The outer loop iterates over the blocks in the $j$ direction and each thread fetches an element from $x$ and places it in the shared memory buffer. Before proceeding to the actual computation, we need to make sure that the shared buffer has been populated fully, thus we insert a thread barrier with `cuda.syncthreads()`. This barrier affects *only* the threads of a single block. We then move to the actual computation where each thread computes a row inside the sliding window. At the end we have to synchronize again, since we need to make sure that the `lx` buffer is consumed fully, before we start refilling it in the next iteration. Finally, after the threads have gone through all the blocks in the $j$ direction, they compute the final result in $y$.


### Exercise

> 1. Try omitting `cuda.syncthreads()`. What do you see? What if you change the block size to 32?
> 2. Compare the performance of this kernel with the standard kernel with column-major layout that we presented before. Which one is faster?
> 3. Run `nvprof` on the `src/matvec.py` and try to understand what could be the overhead.

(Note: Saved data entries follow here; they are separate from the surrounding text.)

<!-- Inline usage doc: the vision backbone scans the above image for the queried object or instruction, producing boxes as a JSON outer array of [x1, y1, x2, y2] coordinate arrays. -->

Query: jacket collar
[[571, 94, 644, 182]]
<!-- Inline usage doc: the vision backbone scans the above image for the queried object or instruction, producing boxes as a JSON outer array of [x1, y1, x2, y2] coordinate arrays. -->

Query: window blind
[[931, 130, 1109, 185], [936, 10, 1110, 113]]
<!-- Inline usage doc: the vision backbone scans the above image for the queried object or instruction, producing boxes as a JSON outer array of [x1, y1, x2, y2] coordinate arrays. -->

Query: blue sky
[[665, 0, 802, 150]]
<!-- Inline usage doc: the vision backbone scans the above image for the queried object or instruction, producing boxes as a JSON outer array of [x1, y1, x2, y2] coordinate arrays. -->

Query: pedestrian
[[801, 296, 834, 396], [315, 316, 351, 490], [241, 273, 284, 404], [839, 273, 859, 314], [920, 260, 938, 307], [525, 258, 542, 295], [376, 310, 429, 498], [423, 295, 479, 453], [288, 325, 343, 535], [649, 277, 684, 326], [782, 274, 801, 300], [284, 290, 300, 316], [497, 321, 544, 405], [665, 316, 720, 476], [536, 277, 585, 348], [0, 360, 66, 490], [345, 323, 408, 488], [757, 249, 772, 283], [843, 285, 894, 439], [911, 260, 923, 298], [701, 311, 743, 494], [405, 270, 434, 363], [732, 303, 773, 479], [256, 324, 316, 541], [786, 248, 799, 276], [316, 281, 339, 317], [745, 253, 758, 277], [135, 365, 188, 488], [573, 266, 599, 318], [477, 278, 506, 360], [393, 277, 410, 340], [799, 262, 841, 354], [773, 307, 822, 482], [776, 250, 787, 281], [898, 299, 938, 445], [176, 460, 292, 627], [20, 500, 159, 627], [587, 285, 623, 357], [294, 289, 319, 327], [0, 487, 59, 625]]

As you might have noticed, this kernel is 20% slower than the seemingly naive one. In fact, we shouldn't have expected any improvement whatsoever, since the "naive" kernel already hits the memory bandwidth limit. But why manually caching didn't work? When the shared memory is not used as a scratchpad memory, it functions as a standard L1 cache. So, essentially, the caching of $x$ did happen implicitly in the original version. The only thing we have achieved with the shared memory version is to introduce an additional computational overhead due to the sliding window; `nvprof` shows that. Truth must be said though, that in the early generations of NVIDIA GPUs, where shared memory did not function as a standard cache, this optimization did give you additional performance.

So when is shared memory beneficial? It is only when you have a kernel with a high arithmetic intensity, which implies some significant temporal locality in the memory accesses. The most prominent example of such a kernel is the matrix-matrix multiplication, which has an arithmetic intensity at the order of $N$. In such a case, you could use the shared memory to implement the tiling algorithm. An example implementation with Numba an be found [here](http://numba.pydata.org/numba-doc/latest/cuda/examples.html?highlight=matrix%20matrix#matrix-multiplication). Another candidate user of shared memory could be layered stencil computations, where you could cache the intermediate layers.